Accès trop facile à une zone à risque car contaminée par de la radioactivité et problème de connaissances des risques existants dans l’installation, l’incident déclaré le 20 octobre par le CEA en dit long sur les problèmes de fond dans l’installation. D’autant qu’il s’agit d’un membre du service chargé de la prévention des risques, le service censé justement donner les consignes et vérifier que tou.tes les travailleur.ses connaissent les risques inhérents à leur activités et puissent s’en protéger - autant que c’est possible.
"Défaut de culture de sûreté" dira l’Autorité de sûreté nucléaire (ASN). Pour qu’un membre du service de prévention des risques d’une installation nucléaire ne connaisse pas le B-A-BA de la radioprotection, il y a en effet un manque de connaissances quelque part. Les modalités de contrôle des accès aux zones à risque radiologique seront aussi examinées nous dit l’ASN. Il serait temps en effet que les zones contrôlées du CEA le soient effectivement. Tout comme il serait temps que les personnes chargées de la prévention des risques sur un des plus grands sites nucléaire d’Europe sachent les identifier et faire ce qu’il faut pour les limiter. La vraie question est : le CEA y met-il les moyens adéquats ?

Ce que dit l’ASN :

Non-respect des conditions d’accès dans une zone contrôlée du Laboratoire de purification chimique (LPC – INB 54)

Publié le 08/11/2022

Laboratoire de purification chimique (LPC) Transformation de substances radioactives - CEA

Le 20 octobre 2022, l’Autorité de sûreté nucléaire (ASN) a été informée par le Commissariat à l’énergie atomique et aux énergies alternatives (CEA) d’un non-respect, par un de ses salariés, des conditions techniques d’accès et de séjour dans la cellule 9 de l’INB 54 (LPC), qui est une zone contrôlée orange [1].

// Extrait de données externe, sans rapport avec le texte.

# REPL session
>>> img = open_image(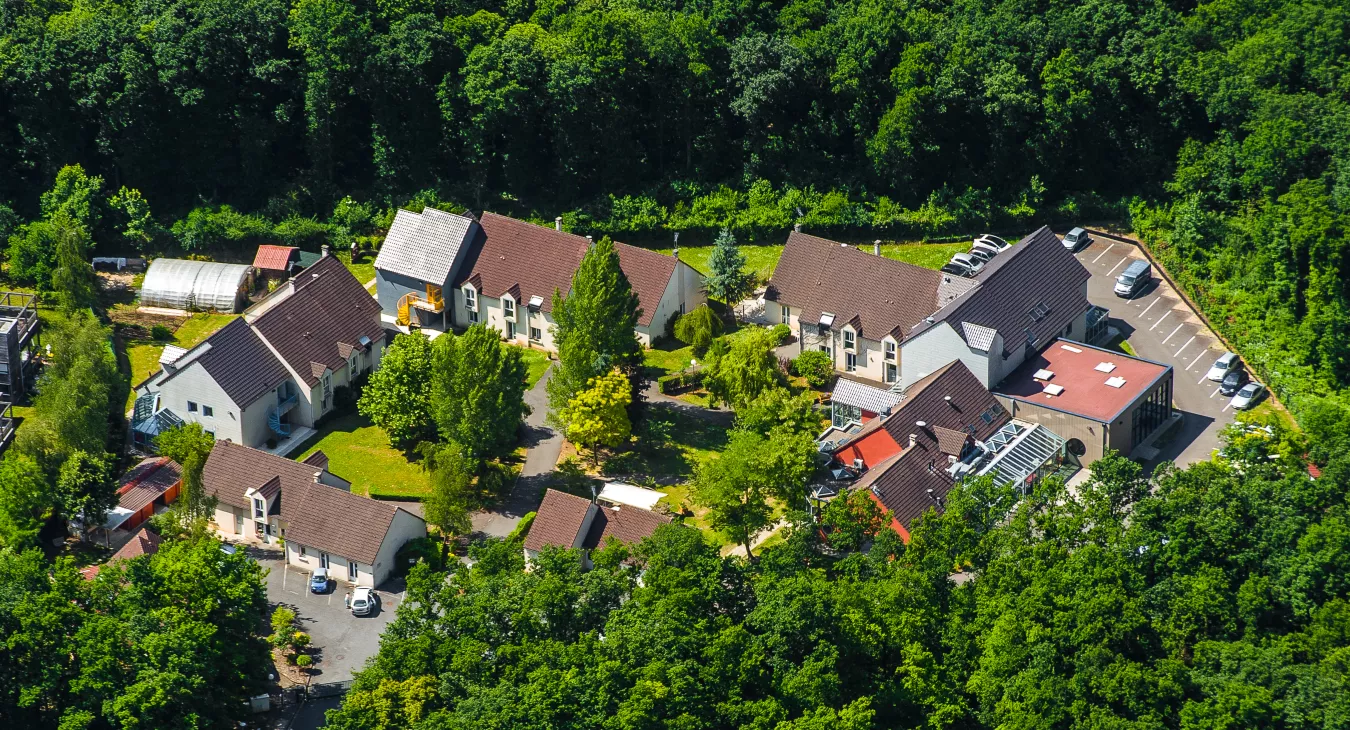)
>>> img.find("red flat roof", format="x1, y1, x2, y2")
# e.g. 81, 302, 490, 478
994, 340, 1172, 424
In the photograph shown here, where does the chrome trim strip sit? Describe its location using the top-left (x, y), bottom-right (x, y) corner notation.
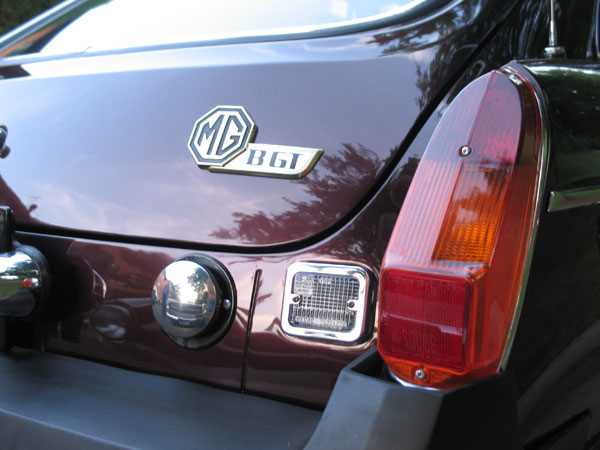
top-left (498, 63), bottom-right (550, 372)
top-left (0, 0), bottom-right (450, 67)
top-left (281, 262), bottom-right (369, 343)
top-left (547, 186), bottom-right (600, 212)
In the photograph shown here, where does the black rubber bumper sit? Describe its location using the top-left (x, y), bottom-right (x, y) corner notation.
top-left (0, 348), bottom-right (519, 449)
top-left (306, 349), bottom-right (521, 450)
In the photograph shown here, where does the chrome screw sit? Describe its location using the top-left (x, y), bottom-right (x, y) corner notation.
top-left (460, 145), bottom-right (473, 156)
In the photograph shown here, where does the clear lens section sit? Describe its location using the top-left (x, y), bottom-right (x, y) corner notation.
top-left (289, 273), bottom-right (359, 332)
top-left (281, 262), bottom-right (372, 342)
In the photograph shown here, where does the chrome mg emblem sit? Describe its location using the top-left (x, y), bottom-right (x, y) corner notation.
top-left (189, 106), bottom-right (256, 167)
top-left (188, 106), bottom-right (323, 178)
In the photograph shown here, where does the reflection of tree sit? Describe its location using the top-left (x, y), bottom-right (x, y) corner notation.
top-left (370, 0), bottom-right (486, 108)
top-left (211, 144), bottom-right (383, 242)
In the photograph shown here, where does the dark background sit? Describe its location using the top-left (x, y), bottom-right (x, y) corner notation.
top-left (0, 0), bottom-right (62, 35)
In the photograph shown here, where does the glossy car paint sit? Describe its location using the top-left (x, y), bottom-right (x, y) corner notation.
top-left (0, 0), bottom-right (510, 248)
top-left (0, 0), bottom-right (600, 442)
top-left (0, 1), bottom-right (524, 405)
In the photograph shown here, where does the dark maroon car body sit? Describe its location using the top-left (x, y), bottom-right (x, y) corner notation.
top-left (0, 0), bottom-right (600, 448)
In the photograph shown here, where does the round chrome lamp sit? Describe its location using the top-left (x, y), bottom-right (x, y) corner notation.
top-left (152, 254), bottom-right (235, 349)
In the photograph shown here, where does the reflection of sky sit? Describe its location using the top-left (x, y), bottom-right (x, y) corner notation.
top-left (37, 0), bottom-right (423, 54)
top-left (2, 37), bottom-right (422, 246)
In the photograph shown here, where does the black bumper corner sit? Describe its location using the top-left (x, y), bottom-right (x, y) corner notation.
top-left (306, 349), bottom-right (521, 450)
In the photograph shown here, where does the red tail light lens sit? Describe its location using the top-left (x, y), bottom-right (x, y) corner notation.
top-left (378, 68), bottom-right (543, 387)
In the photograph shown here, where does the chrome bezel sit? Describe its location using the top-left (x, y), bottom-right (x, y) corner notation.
top-left (498, 63), bottom-right (550, 372)
top-left (548, 186), bottom-right (600, 212)
top-left (281, 262), bottom-right (369, 343)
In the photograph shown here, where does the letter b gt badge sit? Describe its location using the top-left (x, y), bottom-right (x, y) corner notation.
top-left (188, 106), bottom-right (323, 178)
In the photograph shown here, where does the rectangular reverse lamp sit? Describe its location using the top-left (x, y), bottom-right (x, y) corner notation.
top-left (281, 262), bottom-right (369, 342)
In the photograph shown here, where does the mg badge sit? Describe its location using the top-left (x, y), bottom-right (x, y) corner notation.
top-left (188, 106), bottom-right (256, 167)
top-left (188, 106), bottom-right (323, 178)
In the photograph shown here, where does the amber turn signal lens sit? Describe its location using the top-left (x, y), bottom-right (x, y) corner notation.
top-left (378, 68), bottom-right (542, 387)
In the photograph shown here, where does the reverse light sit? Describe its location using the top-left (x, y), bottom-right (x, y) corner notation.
top-left (281, 262), bottom-right (369, 342)
top-left (378, 67), bottom-right (546, 387)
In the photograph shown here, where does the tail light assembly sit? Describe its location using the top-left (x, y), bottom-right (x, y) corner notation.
top-left (378, 64), bottom-right (547, 388)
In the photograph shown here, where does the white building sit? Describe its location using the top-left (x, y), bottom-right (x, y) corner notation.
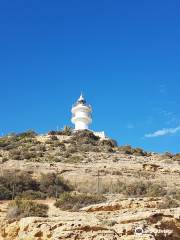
top-left (71, 94), bottom-right (92, 130)
top-left (71, 94), bottom-right (107, 139)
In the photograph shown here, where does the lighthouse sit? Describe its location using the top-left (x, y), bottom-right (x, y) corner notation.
top-left (71, 94), bottom-right (92, 130)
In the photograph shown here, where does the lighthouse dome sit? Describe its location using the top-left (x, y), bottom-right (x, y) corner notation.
top-left (71, 94), bottom-right (92, 130)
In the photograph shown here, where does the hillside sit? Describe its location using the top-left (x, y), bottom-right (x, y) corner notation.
top-left (0, 128), bottom-right (180, 240)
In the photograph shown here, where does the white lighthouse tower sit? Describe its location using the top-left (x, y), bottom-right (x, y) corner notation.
top-left (71, 94), bottom-right (92, 130)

Le Laboratoire de purification chimique (LPC) est une installation en cours de démantèlement, qui assurait des opérations de contrôle et de traitement d’effluents, au profit de l’Atelier de technologie du plutonium (ATPu). Sa cellule 9, actuellement utilisée pour entreposer des substances radioactives, est classée en zone contrôlée orange, du fait du débit de dose significatif auquel peuvent être exposées les personnes qui y accèdent. Les conditions d’accès dans ce type de zone sont, outre une autorisation de l’employeur, d’une part le port de protections respiratoires, d’autre part l’inscription sur un registre nominatif, selon les procédures prévues par le CEA.

Le 18 octobre 2022, un salarié du CEA, membre du Service de prévention des risques (SPR), devait effectuer des vérifications de bon fonctionnement du système de surveillance atmosphérique. Il a pénétré dans la cellule 9 de l’installation et réalisé les vérifications prévues, sans équipement de protection respiratoire et sans avoir renseigné le registre nominatif. À la sortie de la cellule, lors des contrôles radiologiques prévus, une contamination a été détectée sur ses chaussures et ses mains.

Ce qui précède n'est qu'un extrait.